Additionally, taking safety into account, those riding an elevator should never use the stop button unless there is an emergency, and everybody in an elevator should always respect those sharing the ride. In fact, when it comes to elevator etiquette, mutual respect for others in an elevator is paramount.
It really isn’t rocket science, and it doesn’t require special training. But for people who don’t appreciate the importance of good old-fashioned manners, it can prove to be a little tough.
Who Should Get Into the Elevator First?
When people get in line, it’s a given that the first in line gets to go first. The problem with elevators is that people generally don’t get in line. Usually those waiting for the elevator just hang around the door. But you’ve got to be oblivious not to notice people who were there before you. So, generally, people should allow those who got there first to get in first. However, practice common-sense manners by allowing the elderly and disabled and others who may need assistance to get in first. Isn’t that’s what you would (or should) do if you got on a bus and there were only a couple of seats left? In other words, let anyone who needs it more than you have it first.

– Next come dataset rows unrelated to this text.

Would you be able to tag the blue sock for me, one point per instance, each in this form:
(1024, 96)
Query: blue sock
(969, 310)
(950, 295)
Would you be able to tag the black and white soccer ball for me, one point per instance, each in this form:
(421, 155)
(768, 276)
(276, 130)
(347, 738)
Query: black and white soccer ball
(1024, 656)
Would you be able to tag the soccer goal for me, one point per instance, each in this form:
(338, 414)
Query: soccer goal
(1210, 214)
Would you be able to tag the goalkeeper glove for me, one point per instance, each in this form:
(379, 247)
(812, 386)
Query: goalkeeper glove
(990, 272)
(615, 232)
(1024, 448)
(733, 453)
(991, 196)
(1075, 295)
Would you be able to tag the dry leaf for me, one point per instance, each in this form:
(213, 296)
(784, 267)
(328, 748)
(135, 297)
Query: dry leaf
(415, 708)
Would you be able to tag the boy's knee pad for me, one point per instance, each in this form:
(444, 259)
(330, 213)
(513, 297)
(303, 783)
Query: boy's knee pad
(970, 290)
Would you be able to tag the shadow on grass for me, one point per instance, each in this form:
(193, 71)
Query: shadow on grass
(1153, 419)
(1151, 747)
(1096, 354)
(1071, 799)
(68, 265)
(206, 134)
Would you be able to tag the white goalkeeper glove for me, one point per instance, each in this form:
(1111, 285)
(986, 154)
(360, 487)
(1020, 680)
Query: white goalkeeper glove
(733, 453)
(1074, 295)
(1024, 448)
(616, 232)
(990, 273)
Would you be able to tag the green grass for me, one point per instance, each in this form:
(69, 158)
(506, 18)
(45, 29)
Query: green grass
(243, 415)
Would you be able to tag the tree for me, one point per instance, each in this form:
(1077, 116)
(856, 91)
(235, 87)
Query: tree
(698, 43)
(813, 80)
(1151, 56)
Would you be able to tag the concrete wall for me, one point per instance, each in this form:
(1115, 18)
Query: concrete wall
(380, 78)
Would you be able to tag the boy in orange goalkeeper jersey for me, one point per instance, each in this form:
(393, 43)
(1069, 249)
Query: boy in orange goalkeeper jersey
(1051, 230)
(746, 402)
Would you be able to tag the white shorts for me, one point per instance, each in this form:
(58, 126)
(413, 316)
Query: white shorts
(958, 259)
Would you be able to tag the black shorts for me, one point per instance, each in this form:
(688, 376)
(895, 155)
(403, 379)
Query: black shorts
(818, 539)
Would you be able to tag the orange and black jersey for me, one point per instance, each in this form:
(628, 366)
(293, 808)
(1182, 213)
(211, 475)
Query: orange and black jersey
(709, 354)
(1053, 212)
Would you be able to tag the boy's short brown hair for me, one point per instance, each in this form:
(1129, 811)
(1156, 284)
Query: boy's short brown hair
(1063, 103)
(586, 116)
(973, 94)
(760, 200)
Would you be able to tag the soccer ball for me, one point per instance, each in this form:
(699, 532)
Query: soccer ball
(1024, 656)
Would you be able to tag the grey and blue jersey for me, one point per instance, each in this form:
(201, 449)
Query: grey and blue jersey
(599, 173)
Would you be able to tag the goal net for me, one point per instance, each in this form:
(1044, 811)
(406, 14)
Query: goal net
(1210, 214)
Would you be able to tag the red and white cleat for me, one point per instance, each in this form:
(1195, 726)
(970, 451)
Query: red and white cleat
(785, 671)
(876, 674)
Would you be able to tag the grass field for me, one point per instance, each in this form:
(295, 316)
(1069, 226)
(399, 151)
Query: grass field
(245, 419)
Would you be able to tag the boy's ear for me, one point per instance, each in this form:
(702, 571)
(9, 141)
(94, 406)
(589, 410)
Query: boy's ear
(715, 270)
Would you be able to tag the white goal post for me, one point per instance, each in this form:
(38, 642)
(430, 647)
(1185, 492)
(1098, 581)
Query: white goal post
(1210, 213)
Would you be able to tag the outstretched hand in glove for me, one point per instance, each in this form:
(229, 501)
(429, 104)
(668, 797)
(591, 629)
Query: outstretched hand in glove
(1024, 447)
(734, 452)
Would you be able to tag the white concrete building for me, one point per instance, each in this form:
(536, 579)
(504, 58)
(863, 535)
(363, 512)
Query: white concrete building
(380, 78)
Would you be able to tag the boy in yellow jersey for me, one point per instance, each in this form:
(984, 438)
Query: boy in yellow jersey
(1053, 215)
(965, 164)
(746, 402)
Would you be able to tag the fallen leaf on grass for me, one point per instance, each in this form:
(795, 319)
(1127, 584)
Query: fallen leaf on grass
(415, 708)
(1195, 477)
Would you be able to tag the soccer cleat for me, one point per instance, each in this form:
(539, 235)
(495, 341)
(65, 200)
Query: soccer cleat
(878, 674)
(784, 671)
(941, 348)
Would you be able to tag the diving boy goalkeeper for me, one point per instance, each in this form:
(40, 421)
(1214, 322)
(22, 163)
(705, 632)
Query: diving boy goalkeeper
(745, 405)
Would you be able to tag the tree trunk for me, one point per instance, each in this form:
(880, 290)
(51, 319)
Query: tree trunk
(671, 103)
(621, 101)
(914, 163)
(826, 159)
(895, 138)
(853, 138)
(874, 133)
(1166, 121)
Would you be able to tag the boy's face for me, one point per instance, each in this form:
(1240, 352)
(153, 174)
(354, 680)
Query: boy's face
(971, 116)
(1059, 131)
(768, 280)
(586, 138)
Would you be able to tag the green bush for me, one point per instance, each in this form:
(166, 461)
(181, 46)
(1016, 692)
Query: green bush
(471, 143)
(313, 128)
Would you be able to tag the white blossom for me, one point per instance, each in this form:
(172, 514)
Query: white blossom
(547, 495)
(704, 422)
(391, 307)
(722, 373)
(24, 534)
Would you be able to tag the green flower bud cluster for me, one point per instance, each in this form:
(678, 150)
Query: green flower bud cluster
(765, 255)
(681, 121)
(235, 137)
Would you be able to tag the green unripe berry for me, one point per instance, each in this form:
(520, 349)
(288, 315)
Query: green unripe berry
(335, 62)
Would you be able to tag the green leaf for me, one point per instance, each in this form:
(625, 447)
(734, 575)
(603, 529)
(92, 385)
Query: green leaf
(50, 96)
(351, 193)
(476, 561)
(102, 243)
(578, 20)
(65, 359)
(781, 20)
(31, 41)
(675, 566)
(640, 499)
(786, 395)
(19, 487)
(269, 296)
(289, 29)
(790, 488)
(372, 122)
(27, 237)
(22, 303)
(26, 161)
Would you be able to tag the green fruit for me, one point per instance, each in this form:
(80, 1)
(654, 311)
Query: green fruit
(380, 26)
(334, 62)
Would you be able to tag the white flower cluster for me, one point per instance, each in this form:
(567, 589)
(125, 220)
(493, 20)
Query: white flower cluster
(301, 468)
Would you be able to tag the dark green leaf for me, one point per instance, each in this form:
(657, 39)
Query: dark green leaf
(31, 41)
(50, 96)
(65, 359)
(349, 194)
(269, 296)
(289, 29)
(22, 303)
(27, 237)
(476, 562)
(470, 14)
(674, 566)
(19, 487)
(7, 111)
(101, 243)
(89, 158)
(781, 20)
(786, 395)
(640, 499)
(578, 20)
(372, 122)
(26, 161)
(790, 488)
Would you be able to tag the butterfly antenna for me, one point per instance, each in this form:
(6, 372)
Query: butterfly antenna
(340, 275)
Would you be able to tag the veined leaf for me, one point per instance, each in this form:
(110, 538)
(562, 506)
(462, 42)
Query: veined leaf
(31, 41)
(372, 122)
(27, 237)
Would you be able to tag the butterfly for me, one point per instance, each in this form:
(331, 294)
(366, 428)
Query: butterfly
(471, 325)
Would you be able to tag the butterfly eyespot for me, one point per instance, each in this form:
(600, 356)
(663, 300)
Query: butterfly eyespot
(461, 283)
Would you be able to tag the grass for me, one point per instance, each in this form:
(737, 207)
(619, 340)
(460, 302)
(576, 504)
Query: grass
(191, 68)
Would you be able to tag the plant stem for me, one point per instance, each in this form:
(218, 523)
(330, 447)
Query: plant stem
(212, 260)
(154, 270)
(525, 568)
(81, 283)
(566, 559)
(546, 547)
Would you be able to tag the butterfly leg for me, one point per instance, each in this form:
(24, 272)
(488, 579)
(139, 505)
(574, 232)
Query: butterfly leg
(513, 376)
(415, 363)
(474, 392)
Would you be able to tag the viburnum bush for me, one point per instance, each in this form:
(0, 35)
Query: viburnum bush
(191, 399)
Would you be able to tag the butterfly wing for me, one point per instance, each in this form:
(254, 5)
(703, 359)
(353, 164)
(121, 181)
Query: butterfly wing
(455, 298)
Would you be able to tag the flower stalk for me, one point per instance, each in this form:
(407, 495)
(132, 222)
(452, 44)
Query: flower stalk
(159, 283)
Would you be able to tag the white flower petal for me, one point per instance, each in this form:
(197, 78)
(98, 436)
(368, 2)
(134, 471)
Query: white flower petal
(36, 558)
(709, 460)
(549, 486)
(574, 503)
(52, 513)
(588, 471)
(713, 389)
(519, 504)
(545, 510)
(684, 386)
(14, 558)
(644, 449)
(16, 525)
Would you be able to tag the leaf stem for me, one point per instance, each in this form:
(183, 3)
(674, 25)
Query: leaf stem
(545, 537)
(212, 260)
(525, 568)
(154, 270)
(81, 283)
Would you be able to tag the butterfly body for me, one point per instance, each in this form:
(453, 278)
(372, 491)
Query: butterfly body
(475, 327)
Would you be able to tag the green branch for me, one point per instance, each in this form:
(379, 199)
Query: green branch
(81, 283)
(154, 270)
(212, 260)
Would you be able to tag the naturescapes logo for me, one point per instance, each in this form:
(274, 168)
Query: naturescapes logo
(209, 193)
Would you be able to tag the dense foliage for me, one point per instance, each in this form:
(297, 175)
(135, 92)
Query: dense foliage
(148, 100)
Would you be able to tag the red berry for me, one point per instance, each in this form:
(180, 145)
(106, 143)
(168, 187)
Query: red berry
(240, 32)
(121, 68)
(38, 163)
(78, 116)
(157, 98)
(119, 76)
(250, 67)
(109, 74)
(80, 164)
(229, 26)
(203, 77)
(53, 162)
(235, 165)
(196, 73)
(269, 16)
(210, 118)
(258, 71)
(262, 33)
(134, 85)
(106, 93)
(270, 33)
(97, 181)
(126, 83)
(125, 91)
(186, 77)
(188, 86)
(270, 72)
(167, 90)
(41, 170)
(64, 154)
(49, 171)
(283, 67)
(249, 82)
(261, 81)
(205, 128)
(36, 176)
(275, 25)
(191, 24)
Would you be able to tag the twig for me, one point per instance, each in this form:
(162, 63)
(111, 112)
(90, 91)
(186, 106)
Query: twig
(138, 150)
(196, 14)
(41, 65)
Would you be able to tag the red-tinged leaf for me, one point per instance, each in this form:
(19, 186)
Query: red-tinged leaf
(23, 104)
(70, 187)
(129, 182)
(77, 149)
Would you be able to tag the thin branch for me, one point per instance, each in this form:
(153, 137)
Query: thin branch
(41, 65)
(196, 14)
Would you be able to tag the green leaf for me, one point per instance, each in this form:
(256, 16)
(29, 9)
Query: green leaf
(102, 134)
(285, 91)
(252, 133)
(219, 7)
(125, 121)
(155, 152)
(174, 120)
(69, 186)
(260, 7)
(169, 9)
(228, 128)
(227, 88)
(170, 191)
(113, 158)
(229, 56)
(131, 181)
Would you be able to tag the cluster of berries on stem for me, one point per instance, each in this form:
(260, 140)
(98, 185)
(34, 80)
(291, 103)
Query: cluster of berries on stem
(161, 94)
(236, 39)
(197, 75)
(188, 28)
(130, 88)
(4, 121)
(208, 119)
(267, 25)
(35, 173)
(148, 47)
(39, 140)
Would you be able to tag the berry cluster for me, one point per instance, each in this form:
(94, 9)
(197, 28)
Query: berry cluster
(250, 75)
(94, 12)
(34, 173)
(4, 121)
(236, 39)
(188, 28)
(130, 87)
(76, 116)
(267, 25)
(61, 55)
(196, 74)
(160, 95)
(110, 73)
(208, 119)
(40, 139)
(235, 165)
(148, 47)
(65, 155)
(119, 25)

If the elevator is already crammed, give it a miss, even if someone inside tells you to squeeze in.
Conversation in an Elevator
Elevators are, by nature, confined spaces, and when there are lots of people sharing a confined space, conversation is a no-no. You are not expected to make conversation with those you are traveling with, and it is considered rude if people you don’t know try to chat. You should never have phone conversations in a crowded elevator, and if you really need to talk to the person you know who is standing next to you, elevator etiquette demands that you both speak quietly.
Getting out of the Elevator
Conventional good manners dictate that women should exit first, but that isn’t always possible, particularly when the elevator is very full. If it is crammed, it’s advisable to tell those with you just before the elevator reaches your floor. That way they can move aside. Good etiquette requires you to excuse yourself if you have to pass close to people to exit, and to say “thank you” when they move to one side. Pushing is not an option.
People who are at the front of the elevator should, if necessary, exit to allow others off, and then re-board.
Anybody with good manners is sure to have good elevator etiquette. It’s that simple.